Question

[Maths]

$\large \underbrace{ \overbrace{ \over \underline{\texttt{Question:-}}}}$
Find the nature of the following quadratic equations:

$\dag \: \: \green{ \tt {x}^{2} - 2 \sqrt{3} - 1 = 0 }$
If real roots exists, find them.​

Answer 1

Answer:

• Roots are real and distinct.
• Real root which exists are √3 ± 2.

Step-by-step explanation:

Given

• x² - 2√3x - 1 = 0

To find

• Nature of the quadratic equation.
• If real roots exists, find them.

Solution

Let's find out the discriminant.

✮The discriminant of a quadratic equation tells us whether there are two solutions, one solution, or no solutions.

⇾ D = b² - 4ac

⇾ x² - 2√3x - 1 = 0

Comparing with quadratic equation :

• ax² + bx + c = 0

We get :

• a = 1
• b = -2√3
• c = -1

With the discriminant :

• b² - 4ac

We get :

• b = -2√3
• a = 1
• c = -1

Substituting we get :

• (-2√3)² - 4(1)(-1)
• (-2√3 × -2√3) - 4(-1)
• (-2 × -2) (√3 × √3) + 4
• (4) (3) + 4
• 12 + 4
• 16

Hence, the discriminant is 16.

And it is > 0 , hence the roots are real and distinct.

Real roots can be found using Sridacharya formula,

• x = -b ± √b² - 4ac / 2a

Substituting we get :

• x = 2√3 ± √16 / 2
• 2√3 ± 4 / 2
• √3 ± 2

Hence, the real root which exists are √3 ± 2.

Know these

• If D > 0 - roots are real and distinct.
• If D < 0 - roots are imaginary.
• If D = 0 - roots are equal.

Answer 2

Correct question

$x^2-2\sqrt{3} x-1=0$

Required method

If we have a quadratic equation, we can use the discriminant to find the nature of the roots. Since discriminant is placed inside the square root, the nature of the roots depends on it. Here, $D$ is the discriminant.

Solution

We have a quadratic equation in the form of $ax^2+bx+c=0$.

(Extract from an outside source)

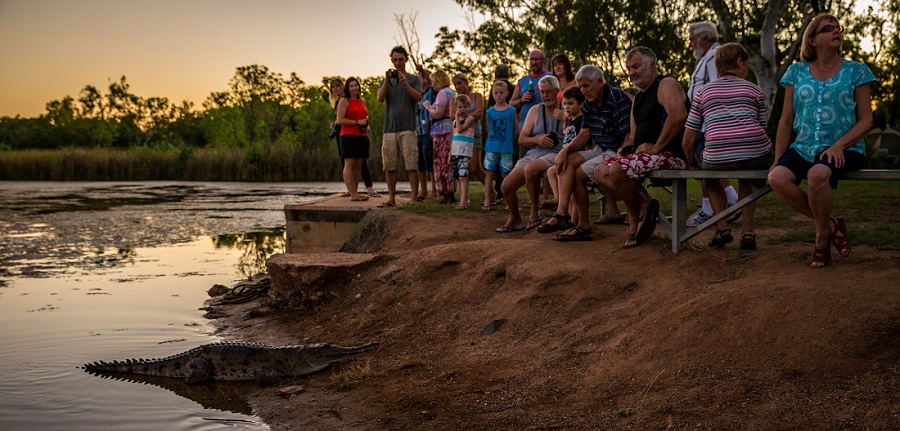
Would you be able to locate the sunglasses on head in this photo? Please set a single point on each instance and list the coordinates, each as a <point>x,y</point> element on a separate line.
<point>830,28</point>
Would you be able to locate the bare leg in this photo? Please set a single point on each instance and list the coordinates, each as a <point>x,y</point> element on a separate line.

Comparing to the equation,

• $a=1$
• $b=-2\sqrt{3}$
• $c=-1$

Now, let's find the discriminant.

Comparing to $D=b^2-4ac$,

$D=(-2\sqrt{3} )^2-4\times1\times(-1)$

   $=12+4$

   $=16>0$

Since $D>0$, the roots are real and different.

Comparing to the quadratic formula $x=\dfrac{-b\pm\sqrt{D} }{2a}$,

$x=\dfrac{2\sqrt{3} \pm\sqrt{16} }{2}$

  $=\dfrac{2\sqrt{3} \pm4}{2}$

  $=\sqrt{3} \pm2$

So, real roots exist and both are $\sqrt{3} \pm2$.

More information

Consider a quadratic equation $ax^2+bx+c=0$.

Let's also consider $D=b^2-4ac$.

If $ac<0$, the discriminant will always be positive, so it has real roots.